The nurse is preparing to perform a Mantoux tuberculin skin test. Which interventions apply to the administration of this test? Select all that apply.
- A. Explain the procedure to the client.
- B. Obtain a 3-mL syringe with a 1/2-inch needle for the injection.
- C. Mark the test area to locate it for reading 48 to 72 hours after injection.
- D. Bunch up the skin and insert the needle with the needle bevel facing downward.
- E. Cleanse the injection site on the lower dorsal surface of the forearm with alcohol and allow it to dry.
- F. Ask the client about a history of receiving a positive purified protein derivative (PPD) reaction.
Correct Answer: A,C,E,F
Rationale: The nurse should always explain the procedure to the client and then assess him or her for a history of a PPD reaction. The test should not be administered if the client has such a history. The nurse should use a tuberculin syringe (not a 3-mL syringe) with a 1/2-inch 26- or 27-gauge needle. The injection site on the lower dorsal surface of the forearm is cleansed with alcohol and allowed to dry. The skin is stretched taut, and 0.1 mL of solution containing 0.5 tuberculin units of PPD is injected. The injection is made just under the surface of the skin with the needle bevel facing upward to provide a discrete elevation of the skin (a wheal) 6 to 10 mm in diameter. The test area is marked to locate it for reading and the test area is read 48 to 72 hours after injection.
A new mother was administered methylergonovine maleate intramuscularly after delivery. The nurse understands that this medication was administered for which action?
- A. Decrease uterine contractions.
- B. Prevent postpartum hemorrhage.
- C. Maintain a normal blood pressure.
- D. Reduce the amount of lochia drainage.
Correct Answer: B
Rationale: Methylergonovine maleate, an oxytocic, is an agent used to prevent or control postpartum hemorrhage by contracting the uterus. The first dose is usually administered intramuscularly, and then if it needs to be continued, it is given by mouth. It increases the strength and frequency of contractions and may elevate blood pressure. There is no relationship between the action of this medication and lochia drainage.

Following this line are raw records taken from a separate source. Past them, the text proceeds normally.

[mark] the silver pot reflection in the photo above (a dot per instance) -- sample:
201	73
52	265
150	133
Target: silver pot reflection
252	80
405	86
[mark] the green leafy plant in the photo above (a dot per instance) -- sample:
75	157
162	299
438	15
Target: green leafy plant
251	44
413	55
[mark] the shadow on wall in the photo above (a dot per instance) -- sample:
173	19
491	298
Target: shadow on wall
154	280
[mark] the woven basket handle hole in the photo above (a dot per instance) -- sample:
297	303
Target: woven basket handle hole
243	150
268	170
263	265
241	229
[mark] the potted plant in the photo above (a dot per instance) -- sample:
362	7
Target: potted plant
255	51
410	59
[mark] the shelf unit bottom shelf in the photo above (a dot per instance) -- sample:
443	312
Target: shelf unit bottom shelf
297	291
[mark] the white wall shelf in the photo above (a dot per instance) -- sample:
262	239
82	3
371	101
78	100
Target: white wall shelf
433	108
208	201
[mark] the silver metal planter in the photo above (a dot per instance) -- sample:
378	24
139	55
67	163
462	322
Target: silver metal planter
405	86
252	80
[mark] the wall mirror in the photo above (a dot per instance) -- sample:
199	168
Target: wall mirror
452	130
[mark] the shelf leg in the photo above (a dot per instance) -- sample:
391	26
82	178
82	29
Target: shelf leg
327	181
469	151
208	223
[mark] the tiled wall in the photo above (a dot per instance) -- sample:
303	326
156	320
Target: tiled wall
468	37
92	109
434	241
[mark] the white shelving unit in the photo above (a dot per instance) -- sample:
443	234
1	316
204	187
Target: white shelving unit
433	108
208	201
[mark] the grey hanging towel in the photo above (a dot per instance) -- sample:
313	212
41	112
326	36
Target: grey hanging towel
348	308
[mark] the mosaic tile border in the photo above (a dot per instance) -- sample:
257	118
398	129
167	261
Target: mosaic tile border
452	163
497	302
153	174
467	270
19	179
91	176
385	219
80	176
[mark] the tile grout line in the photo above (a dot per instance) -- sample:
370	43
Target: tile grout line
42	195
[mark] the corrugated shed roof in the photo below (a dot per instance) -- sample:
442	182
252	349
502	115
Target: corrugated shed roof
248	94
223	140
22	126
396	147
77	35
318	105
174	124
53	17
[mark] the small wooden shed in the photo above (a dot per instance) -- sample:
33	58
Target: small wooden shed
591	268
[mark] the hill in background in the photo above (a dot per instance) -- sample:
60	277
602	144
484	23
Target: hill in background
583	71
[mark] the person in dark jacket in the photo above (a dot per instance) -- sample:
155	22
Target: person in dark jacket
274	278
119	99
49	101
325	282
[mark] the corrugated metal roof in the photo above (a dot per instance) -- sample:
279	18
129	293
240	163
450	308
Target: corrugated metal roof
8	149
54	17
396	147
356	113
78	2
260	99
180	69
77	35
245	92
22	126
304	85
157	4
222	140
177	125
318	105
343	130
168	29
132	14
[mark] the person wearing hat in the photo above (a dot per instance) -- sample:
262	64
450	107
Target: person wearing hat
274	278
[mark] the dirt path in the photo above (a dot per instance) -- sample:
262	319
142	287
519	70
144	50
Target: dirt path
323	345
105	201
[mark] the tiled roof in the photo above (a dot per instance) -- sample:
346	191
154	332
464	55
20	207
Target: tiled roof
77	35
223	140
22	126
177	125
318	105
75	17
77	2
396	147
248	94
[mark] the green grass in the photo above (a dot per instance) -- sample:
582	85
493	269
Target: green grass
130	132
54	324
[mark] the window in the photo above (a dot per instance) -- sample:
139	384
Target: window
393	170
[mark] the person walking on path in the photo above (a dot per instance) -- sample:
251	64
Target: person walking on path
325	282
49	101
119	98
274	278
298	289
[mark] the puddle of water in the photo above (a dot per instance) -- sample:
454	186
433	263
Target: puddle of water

The client is having ototoxic effects of the vestibular branch of the acoustic nerve. The nurse should assess the client for which of the following? Select all that apply.
- A. Vertigo.
- B. Tinnitus.
- C. Nausea.
- D. Ataxia.
- E. Hearing loss.
Correct Answer: A,C,D
Rationale: Ototoxicity affecting the vestibular branch causes vertigo, nausea, and ataxia due to balance disruption. Tinnitus and hearing loss are associated with cochlear branch damage.
A client with a history of heart failure is admitted with worsening symptoms. The nurse should monitor the client for which of the following laboratory abnormalities? Select all that apply.
- A. Hyponatremia.
- B. Hyperkalemia.
- C. Elevated B-type natriuretic peptide (BNP).
- D. Hypomagnesemia.
- E. Elevated creatinine.
Correct Answer: A, C, E
Rationale: Heart failure can cause hyponatremia (fluid overload), elevated BNP (cardiac stress), and elevated creatinine (renal impairment).